Ezra Pound Translation Prize, University of Pennsylvania, 1993; scholar, Institut d'Études Françaises, Avignon, France, 1993; grants from German Academic Exchange Service, 1995, 1999; Fulbright scholar in Berlin, Germany, 1996-97, junior research grant for Germany, 2003; grants from Social Sciences and Humanities Research Council of Canada, 2000-02, 2003-06; Humboldt fellow in Germany, 2004-05; Scaglione Book Prize for Germanic Languages and Literature, Modern Language Association of America, 2004, for Kafka's Travels: Exoticism, Colonialism, and the Traffic of Writing.

WRITINGS:

Kafka's Travels: Exoticism, Colonialism, and the Traffic of Writing, Palgrave Macmillan (New York, NY), 2003.

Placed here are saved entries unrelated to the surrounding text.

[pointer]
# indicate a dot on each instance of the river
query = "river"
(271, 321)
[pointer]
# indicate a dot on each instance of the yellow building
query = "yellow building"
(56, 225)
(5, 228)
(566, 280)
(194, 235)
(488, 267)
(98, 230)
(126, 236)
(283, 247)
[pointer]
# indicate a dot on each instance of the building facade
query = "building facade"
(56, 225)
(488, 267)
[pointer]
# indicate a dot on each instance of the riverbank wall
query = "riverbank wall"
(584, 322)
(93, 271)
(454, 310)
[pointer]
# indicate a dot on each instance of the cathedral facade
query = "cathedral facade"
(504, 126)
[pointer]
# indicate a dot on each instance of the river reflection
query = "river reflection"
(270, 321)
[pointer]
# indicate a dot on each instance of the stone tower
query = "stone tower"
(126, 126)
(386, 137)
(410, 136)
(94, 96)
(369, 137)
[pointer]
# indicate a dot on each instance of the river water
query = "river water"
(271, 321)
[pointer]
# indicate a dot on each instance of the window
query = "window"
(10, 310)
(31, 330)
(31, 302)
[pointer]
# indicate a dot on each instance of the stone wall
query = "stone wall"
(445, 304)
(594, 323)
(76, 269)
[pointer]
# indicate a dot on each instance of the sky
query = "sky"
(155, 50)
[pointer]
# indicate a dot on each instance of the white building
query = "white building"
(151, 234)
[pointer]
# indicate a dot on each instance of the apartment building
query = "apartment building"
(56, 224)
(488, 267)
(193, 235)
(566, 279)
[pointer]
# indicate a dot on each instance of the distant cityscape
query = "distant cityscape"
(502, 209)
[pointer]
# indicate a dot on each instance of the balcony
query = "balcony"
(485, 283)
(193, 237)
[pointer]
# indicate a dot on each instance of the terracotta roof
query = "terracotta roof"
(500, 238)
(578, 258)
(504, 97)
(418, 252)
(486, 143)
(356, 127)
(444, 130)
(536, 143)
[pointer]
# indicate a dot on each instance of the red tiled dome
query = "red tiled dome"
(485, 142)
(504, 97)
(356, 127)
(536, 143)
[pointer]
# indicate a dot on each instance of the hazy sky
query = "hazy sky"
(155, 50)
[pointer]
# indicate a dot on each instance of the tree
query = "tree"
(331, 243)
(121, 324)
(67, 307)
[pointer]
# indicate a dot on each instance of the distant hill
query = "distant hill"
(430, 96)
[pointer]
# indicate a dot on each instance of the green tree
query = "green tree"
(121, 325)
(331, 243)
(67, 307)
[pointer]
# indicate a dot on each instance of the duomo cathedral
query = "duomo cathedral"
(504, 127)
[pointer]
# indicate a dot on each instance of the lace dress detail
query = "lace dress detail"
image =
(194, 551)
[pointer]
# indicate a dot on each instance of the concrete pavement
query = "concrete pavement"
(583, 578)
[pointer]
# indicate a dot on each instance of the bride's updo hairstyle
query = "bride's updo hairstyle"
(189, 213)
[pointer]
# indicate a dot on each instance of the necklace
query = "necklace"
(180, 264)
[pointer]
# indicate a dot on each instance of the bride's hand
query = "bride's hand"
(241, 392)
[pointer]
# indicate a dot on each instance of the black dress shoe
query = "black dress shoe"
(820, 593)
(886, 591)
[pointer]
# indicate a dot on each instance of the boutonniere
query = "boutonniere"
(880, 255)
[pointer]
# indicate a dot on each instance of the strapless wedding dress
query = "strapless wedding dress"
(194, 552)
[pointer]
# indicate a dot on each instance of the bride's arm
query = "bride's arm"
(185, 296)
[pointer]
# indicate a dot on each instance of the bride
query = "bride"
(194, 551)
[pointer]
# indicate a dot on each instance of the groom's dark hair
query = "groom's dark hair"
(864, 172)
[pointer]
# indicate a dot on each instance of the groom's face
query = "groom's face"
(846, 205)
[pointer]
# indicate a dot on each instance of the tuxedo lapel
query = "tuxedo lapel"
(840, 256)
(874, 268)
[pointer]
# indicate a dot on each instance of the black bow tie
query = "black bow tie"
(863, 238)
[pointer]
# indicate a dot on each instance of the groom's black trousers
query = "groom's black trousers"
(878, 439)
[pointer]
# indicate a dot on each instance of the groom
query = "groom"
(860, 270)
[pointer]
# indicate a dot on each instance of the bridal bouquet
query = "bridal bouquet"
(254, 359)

Contributor to books, including A Companion to the Works of Franz Kafka, edited by James Rolleston, Camden House (Rochester, NY), 2002; W.G. Sebald: A Critical Companion, edited by Jonathan Long and Anne Whitehead, Edinburgh University Press (Edinburgh, Scotland), 2004; and Cosmopolitanism and Colonialism, edited by John K. Noyes, University of Toronto Press (Toronto, Ontario, Canada), 2006. Contributor of articles, fiction, and translations to periodicals, including Interventions: International Journal of Postcolonial Studies, New Republic,Alphabet City, German Life and Letters, Journal of the Kafka Society of America, Critique: Studies in Contemporary Fiction, Conjunctions, Quarterly, and Journal of Modern Literature.

BIOGRAPHICAL AND CRITICAL SOURCES:

PERIODICALS

German Studies Review, May, 2004, Sheila Johnson, review of Kafka's Travels: Exoticism, Colonialism, and the Traffic of Writing.

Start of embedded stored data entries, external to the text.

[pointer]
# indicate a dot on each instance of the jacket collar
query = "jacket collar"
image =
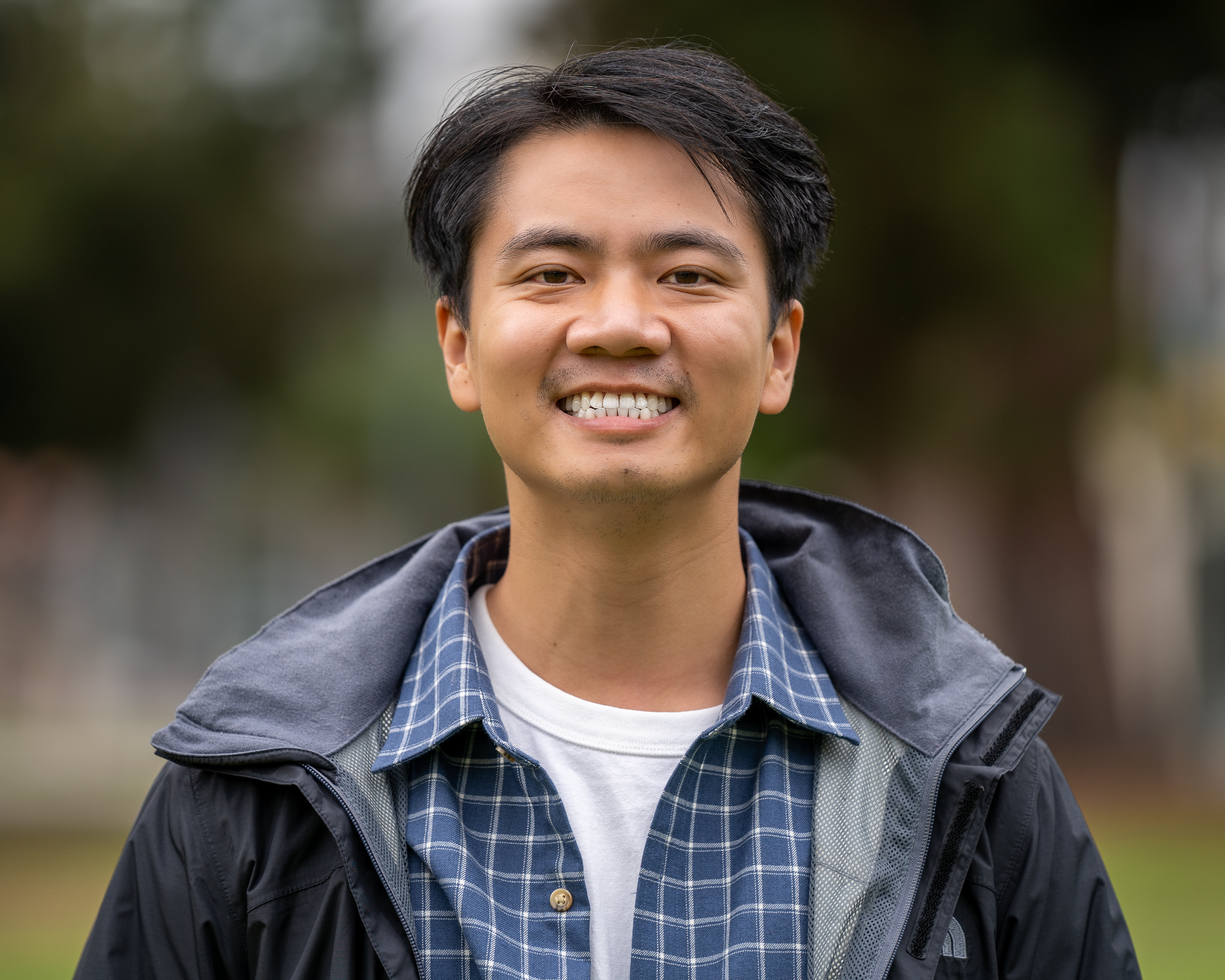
(869, 594)
(446, 685)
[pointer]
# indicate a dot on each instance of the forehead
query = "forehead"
(614, 184)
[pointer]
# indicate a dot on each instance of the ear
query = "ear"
(784, 352)
(455, 342)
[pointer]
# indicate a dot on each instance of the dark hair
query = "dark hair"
(687, 95)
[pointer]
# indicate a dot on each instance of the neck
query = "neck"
(632, 606)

Journal of European Studies, March-June, 2004, Ritchie Robertson, review of Kafka's Travels, p. 176.

Modernism/Modernity, September, 2004, Sabine Wilke, review of Kafka's Travels, p. 612.

Times Literary Supplement, October 10, 2003, Jeremy Adler, review of Kafka's Travels.

University of Toronto Quarterly, winter 2004-2005, Russell Kilbourn, review of Kafka's Travels, p. 557.